Model Management
Model Configuration
Model Configuration
Configure AI models for optimal performance.
Setting Up Models
Per-Agent Configuration
Each agent can use a different model:
Agent: Research Assistant
Framework: openai
Model: gpt-4o
Settings:
temperature: 0.3
max_tokens: 4096
Agent: Creative Writer
Framework: anthropic
Model: claude-sonnet-4-20250514
Settings:
temperature: 0.9
max_tokens: 8192Default Model
Set a default model in Settings > Integrations:
- Go to Settings
- Select Integrations
- Choose your primary provider
- Select default model
Configuration Options
Temperature
Controls randomness in responses:
Low (0.0-0.3):
├── More focused, deterministic
├── Good for: factual queries, code
└── Example: Math problems, data extraction
Medium (0.4-0.7):
├── Balanced creativity
├── Good for: general chat, explanations
└── Example: Q&A, summaries
High (0.8-1.0):
├── More creative, varied
├── Good for: brainstorming, writing
└── Example: Story writing, ideationMax Tokens
Limit response length:
| Tokens | Approximate Words | Use Case |
|---|---|---|
| 256 | ~190 | Very short responses |
| 512 | ~380 | Short answers |
| 1024 | ~770 | Standard responses |
| 2048 | ~1,500 | Detailed responses |
| 4096 | ~3,000 | Long-form content |
| 8192+ | ~6,000+ | Very long documents |
Top P (Nucleus Sampling)
Alternative to temperature:
top_p: 1.0 → Consider all tokens
top_p: 0.9 → Consider top 90% probability
top_p: 0.5 → Consider top 50% probabilityNote: Use either temperature OR top_p, not both.

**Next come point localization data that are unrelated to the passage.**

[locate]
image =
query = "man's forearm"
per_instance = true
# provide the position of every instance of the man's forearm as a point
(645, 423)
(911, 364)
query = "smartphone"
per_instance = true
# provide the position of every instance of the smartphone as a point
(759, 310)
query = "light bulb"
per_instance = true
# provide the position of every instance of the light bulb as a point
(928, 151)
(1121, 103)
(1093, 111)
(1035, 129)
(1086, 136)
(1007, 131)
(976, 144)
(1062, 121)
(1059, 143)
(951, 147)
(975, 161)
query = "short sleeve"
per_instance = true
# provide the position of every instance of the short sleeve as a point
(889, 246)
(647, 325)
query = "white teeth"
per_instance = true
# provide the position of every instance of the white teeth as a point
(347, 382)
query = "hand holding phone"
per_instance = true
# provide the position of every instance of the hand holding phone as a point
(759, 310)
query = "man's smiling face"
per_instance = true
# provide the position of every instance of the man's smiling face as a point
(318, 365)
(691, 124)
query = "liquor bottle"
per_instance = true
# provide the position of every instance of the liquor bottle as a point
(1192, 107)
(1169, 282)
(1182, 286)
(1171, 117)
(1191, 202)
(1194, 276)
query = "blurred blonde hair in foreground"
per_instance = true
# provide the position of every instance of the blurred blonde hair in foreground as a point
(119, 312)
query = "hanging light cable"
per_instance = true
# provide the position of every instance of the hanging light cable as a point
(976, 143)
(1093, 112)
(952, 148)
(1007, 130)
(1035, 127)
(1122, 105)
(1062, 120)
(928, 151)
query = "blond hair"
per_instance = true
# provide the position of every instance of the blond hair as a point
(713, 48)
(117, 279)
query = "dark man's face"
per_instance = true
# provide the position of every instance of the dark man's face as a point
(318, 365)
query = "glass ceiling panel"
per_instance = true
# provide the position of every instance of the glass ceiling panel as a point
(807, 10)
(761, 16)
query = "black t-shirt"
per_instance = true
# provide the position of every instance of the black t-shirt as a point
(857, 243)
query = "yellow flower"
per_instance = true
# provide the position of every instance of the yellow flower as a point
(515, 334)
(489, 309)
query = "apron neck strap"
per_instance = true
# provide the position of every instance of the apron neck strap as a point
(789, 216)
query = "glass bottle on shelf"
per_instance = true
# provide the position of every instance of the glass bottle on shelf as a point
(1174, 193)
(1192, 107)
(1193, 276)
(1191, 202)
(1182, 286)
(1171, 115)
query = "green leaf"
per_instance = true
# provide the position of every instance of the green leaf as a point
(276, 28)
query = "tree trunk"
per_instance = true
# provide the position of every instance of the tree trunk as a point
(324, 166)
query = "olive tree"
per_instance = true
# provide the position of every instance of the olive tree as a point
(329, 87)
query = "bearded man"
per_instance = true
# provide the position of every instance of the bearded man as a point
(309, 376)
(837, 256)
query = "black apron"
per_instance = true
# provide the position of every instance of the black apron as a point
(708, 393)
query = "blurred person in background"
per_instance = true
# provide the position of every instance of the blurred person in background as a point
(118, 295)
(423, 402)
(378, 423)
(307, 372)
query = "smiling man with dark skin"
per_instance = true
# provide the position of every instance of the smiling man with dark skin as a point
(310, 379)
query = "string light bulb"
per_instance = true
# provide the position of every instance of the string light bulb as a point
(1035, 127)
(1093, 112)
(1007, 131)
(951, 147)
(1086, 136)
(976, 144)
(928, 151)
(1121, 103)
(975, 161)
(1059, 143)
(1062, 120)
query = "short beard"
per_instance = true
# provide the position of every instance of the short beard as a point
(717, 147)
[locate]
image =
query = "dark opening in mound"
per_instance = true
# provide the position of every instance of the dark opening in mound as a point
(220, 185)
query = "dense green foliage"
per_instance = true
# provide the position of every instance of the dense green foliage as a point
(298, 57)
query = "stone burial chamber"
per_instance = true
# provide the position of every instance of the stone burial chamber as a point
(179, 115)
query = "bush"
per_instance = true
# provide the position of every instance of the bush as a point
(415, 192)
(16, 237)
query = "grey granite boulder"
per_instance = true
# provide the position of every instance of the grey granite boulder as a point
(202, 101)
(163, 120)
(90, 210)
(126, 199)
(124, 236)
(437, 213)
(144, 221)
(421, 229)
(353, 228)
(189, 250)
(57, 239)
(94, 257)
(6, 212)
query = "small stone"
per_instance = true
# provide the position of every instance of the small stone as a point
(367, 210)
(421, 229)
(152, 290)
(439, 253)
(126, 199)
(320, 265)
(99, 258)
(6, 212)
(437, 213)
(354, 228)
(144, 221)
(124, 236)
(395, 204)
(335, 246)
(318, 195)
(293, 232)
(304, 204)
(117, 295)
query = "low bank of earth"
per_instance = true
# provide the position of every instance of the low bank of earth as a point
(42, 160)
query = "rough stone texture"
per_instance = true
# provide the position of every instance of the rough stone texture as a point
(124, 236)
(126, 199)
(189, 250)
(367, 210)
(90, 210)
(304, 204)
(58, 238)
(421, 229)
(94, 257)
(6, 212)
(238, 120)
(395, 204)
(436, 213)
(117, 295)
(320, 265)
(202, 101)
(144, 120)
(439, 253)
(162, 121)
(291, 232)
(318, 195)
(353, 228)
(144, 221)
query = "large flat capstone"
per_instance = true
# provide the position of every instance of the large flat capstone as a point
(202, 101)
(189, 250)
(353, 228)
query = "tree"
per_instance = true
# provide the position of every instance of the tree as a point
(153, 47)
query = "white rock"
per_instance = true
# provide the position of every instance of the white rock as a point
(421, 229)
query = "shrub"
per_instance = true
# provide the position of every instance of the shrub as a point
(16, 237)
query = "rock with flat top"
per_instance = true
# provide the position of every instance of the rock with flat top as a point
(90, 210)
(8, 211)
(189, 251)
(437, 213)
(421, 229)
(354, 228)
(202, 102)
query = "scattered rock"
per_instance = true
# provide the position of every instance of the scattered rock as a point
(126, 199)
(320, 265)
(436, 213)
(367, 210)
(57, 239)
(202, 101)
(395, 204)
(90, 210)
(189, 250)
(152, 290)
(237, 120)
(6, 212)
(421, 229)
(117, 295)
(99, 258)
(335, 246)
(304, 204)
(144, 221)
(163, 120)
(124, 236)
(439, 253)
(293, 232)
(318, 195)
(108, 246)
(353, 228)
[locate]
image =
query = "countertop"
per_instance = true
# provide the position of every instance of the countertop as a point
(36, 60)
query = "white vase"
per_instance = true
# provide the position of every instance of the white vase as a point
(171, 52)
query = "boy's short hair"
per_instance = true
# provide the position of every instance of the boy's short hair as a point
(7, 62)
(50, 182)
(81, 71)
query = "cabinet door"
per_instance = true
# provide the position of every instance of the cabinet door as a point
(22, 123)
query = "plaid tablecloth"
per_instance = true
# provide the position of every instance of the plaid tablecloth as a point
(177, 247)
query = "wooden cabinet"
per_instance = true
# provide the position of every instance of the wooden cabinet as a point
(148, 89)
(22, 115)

Provider-Specific Settings
OpenAI
{
"model": "gpt-4o",
"temperature": 0.7,
"max_tokens": 4096,
"top_p": 1,
"frequency_penalty": 0,
"presence_penalty": 0
}Anthropic
{
"model": "claude-sonnet-4-20250514",
"temperature": 0.7,
"max_tokens": 4096,
"top_p": 0.9,
"top_k": 40
}Google AI
{
"model": "gemini-1.5-pro",
"temperature": 0.7,
"maxOutputTokens": 4096,
"topP": 0.9,
"topK": 40
}Optimization Tips
For Speed
Model: gpt-4o-mini or claude-3-haiku
max_tokens: 1024 (limit response length)
temperature: 0.3 (more focused)For Quality
Model: gpt-4o or claude-sonnet-4-20250514
max_tokens: 4096+ (allow detailed responses)
temperature: 0.5 (balanced)For Cost
Model: gpt-3.5-turbo or gemini-1.5-flash
max_tokens: 512 (shorter responses)For Creativity
Model: claude-sonnet-4-20250514
temperature: 0.9
max_tokens: 8192Fallback Configuration
Set up fallback models for reliability:
Primary:
provider: openai
model: gpt-4o
Fallback 1:
provider: anthropic
model: claude-sonnet-4-20250514
Fallback 2:
provider: google
model: gemini-1.5-proIf the primary model fails, the system automatically tries fallbacks.